Approaching The Bench

Boy, wouldn’t that be great if we get a Will Gardner flashback episode where Josh Charles plays a dominant role through all 40-plus minutes, just for old time’s sake?!?!

Boy, wouldn’t that be great if we get a Kalinda Sharma flashback episode where Archie Panjabi plays a dominant role through all 40-plus minutes, just for old time’s sake?!?!

Boy wouldn’t that be great if … all right. I’ll stop.

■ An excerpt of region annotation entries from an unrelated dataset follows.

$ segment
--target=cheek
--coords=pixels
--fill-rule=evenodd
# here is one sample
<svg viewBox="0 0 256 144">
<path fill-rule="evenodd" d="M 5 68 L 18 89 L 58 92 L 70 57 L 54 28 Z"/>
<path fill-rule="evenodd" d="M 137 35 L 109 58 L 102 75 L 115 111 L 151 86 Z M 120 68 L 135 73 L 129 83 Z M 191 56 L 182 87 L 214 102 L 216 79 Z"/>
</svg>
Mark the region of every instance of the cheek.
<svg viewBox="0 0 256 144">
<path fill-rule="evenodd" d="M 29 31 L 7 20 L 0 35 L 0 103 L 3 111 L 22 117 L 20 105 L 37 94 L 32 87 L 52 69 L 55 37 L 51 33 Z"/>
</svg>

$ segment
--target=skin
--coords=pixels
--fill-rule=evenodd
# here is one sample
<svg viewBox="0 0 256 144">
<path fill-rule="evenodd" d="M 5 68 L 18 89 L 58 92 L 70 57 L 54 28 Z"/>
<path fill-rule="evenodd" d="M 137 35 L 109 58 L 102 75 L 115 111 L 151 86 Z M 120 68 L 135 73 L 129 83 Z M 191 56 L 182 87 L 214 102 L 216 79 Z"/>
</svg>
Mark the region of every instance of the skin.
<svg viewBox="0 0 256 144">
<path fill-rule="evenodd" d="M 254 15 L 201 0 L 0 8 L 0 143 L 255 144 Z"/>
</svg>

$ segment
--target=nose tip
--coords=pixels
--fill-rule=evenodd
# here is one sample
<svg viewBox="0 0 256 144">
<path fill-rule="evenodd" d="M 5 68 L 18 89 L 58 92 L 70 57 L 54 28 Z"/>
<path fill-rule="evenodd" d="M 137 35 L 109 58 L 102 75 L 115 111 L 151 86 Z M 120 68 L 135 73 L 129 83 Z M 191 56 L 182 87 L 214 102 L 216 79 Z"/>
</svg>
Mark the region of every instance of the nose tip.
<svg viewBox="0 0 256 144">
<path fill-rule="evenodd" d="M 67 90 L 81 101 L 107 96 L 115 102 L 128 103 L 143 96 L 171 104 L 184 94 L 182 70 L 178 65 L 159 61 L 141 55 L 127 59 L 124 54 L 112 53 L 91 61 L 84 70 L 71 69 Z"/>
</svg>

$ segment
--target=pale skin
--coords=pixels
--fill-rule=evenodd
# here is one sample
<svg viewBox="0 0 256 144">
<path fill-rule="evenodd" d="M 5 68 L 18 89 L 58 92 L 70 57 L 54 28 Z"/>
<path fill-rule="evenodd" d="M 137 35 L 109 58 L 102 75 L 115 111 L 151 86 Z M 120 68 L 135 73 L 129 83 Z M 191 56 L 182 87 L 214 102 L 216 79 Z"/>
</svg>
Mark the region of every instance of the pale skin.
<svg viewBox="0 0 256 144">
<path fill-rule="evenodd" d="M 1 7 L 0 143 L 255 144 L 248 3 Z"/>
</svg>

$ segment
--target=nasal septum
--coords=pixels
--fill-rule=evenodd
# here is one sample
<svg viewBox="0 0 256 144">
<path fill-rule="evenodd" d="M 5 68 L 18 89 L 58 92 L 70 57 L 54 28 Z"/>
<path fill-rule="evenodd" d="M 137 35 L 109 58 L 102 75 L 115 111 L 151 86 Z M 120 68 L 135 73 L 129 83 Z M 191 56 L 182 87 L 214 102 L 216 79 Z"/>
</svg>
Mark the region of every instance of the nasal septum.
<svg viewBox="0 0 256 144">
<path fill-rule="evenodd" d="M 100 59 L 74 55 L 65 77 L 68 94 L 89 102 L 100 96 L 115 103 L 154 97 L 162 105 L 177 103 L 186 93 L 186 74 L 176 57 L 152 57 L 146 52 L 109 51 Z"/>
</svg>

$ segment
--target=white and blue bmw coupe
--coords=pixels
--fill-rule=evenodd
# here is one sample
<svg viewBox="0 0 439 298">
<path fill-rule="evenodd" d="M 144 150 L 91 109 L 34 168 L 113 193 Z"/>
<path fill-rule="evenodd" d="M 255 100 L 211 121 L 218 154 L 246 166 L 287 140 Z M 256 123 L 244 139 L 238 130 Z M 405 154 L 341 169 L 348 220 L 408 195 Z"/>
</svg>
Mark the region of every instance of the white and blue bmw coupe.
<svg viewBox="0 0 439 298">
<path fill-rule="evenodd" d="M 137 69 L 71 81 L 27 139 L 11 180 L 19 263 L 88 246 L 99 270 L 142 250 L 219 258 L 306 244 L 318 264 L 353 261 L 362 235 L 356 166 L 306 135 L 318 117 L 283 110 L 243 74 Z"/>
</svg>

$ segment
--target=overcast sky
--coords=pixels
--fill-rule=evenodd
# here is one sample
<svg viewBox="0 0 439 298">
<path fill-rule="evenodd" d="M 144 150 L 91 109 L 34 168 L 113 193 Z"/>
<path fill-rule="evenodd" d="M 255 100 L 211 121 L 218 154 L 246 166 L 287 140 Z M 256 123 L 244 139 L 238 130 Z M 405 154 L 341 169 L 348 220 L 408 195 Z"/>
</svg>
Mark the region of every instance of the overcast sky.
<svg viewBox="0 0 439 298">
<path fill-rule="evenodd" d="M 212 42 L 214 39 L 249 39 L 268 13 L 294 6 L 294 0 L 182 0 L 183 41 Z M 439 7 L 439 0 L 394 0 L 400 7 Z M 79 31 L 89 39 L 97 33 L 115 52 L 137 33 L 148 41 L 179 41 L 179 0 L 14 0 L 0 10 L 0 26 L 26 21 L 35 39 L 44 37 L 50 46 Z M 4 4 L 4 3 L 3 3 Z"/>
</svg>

That race thing is going to blow up, isn’t it? It has all the makings of, "And you thought the Monica character really had no reason to ever appear in all of this, but boy were you wrong". But even if/when it happens, I just find it so hard to believe that Cary and Diane are either that stupid or that racist. Like, honestly. Monica is there because she called you out on your questionable hiring tactics. Why immediately force-feed the first African-American to walk through the door a case that Monica’s on and relegate them to a conference room?

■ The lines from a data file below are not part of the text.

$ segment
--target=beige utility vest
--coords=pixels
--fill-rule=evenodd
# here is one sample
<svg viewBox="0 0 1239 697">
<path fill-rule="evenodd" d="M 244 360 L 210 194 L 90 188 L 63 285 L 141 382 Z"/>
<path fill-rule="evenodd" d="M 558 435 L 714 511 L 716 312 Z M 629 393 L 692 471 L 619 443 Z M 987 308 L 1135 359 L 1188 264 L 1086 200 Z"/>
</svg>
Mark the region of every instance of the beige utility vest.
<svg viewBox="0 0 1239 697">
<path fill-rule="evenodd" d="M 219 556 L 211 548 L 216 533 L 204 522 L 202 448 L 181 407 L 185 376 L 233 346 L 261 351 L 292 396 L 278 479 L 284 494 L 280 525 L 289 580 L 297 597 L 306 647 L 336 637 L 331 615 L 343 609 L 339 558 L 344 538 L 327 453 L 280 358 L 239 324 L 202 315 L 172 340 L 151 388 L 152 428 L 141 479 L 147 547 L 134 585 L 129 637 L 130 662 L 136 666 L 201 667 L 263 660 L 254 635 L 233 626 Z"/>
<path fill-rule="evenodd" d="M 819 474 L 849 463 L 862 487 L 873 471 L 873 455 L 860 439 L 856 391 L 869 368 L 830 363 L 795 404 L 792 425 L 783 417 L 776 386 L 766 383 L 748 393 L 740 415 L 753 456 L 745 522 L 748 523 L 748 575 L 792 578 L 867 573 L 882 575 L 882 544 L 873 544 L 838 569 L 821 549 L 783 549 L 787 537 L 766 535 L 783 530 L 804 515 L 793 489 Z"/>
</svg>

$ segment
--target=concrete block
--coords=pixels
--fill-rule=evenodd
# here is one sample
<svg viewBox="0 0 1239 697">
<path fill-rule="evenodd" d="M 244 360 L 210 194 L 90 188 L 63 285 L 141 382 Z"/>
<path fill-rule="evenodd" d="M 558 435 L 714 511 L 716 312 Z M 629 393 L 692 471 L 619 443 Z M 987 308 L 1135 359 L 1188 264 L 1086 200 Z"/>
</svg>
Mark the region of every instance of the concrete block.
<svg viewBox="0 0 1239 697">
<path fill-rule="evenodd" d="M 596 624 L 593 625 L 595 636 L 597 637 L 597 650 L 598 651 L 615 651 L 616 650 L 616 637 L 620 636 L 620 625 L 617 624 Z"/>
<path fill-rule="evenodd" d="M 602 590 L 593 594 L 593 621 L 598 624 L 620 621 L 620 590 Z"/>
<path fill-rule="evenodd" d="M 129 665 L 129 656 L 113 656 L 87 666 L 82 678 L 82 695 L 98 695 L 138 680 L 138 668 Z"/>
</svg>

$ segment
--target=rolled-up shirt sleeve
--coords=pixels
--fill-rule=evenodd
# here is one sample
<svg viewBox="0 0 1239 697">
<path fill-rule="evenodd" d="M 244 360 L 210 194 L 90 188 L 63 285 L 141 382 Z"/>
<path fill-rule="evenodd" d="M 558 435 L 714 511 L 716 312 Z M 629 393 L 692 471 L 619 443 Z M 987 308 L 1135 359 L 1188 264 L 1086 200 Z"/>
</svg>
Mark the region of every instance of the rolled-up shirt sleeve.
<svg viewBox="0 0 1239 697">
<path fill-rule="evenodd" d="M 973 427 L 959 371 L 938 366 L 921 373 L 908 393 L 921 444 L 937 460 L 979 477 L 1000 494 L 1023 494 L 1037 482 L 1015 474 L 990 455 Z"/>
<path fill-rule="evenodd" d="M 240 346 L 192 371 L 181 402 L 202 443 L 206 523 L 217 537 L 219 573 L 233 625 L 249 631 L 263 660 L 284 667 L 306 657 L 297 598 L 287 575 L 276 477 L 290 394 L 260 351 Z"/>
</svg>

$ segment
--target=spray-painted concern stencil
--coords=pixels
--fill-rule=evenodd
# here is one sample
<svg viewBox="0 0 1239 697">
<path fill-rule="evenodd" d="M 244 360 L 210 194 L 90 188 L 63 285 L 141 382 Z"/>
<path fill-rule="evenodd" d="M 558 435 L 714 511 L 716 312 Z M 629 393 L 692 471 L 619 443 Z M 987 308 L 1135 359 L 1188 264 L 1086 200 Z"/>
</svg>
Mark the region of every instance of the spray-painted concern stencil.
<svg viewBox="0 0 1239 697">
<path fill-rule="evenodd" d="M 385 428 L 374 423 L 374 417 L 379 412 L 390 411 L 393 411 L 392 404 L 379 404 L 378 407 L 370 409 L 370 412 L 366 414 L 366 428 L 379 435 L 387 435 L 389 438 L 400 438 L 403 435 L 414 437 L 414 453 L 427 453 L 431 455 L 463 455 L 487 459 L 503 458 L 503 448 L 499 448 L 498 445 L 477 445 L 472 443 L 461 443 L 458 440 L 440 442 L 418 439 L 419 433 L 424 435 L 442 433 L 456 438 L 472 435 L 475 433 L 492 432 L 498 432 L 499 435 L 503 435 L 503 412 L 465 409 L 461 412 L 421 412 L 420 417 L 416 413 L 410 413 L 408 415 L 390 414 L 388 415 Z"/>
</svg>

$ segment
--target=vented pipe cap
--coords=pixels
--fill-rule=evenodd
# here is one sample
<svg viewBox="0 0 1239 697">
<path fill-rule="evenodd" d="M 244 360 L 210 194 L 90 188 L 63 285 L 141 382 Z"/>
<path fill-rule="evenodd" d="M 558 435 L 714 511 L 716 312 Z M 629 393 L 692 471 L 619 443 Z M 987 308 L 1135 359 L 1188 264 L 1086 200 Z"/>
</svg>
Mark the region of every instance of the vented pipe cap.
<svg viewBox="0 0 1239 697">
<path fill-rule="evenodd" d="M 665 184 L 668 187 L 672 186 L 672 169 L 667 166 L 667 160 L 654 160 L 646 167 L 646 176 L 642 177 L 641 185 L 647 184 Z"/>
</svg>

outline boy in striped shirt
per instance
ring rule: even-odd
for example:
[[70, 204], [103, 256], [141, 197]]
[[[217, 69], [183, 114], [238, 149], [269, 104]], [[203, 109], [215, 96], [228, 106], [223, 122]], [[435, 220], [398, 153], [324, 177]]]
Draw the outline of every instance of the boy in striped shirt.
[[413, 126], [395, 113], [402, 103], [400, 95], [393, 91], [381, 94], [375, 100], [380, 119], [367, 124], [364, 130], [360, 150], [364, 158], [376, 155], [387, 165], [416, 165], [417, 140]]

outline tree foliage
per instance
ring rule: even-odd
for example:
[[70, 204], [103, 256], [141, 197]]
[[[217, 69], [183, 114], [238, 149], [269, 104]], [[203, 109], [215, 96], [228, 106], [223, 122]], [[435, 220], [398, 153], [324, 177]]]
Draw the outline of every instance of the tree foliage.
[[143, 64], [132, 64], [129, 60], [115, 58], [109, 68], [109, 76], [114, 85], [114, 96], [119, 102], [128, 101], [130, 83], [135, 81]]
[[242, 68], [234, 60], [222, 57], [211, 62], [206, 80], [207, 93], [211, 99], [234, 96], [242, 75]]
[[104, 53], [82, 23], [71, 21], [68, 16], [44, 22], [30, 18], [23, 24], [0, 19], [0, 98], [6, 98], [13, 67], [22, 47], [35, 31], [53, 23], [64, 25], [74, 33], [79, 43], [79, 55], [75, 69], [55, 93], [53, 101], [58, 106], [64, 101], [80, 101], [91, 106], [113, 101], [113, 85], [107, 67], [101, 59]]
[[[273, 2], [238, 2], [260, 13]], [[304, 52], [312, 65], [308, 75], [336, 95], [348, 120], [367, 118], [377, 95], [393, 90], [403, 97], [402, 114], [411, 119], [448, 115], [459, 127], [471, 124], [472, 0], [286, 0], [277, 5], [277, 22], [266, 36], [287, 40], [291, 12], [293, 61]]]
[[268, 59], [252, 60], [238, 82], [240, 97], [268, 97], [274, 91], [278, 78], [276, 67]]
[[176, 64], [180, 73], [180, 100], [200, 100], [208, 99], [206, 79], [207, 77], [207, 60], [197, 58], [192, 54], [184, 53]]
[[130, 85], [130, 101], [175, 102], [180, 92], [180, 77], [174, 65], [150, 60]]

Here’s a list of characters I’m going to keep a running tab on between now and the final episode to see if they make one final appearance (because if they don’t, I’m writing a nasty letter to CBS): Louis Canning. Zach Florrick. Finn Polmar. Jackie Florrick. Lemond Bishop. Glenn Childs. Kurt McVeigh. Elsbeth Tascioni. Colin Sweeney. Wendy Scott-Car. Natalie Flores. Frank Prady. Judge George Fluger. Derrick Bond. Robyn Burdine. Clarke Hayden. Nancy Crozier. Reese Dipple. Yes. I’ll be keeping track.

Really, though. That bond court smack was brutal. When Christine Baranski is perfect, Christine Baranski is perfect.

"First the tragedy and then the farce".

I've said this before, but I don't think people give enough credit to how valuable having the rotating cast of judges, with their subsequent quirks, was and is to this series. Judge Hal Ferris with the ants and obligatory dialogue with Harris the Bailiff was classic The Good Wife fodder. And man, I've missed that.

The back-and-forth between Alicia and Jason (Jeffrey Dean Morgan) about his beard was adorable.

Crazy Prediction of the Week: Peter goes to jail, a special election is held, Alicia runs, Alicia wins, and Alicia becomes the Illinois state governor.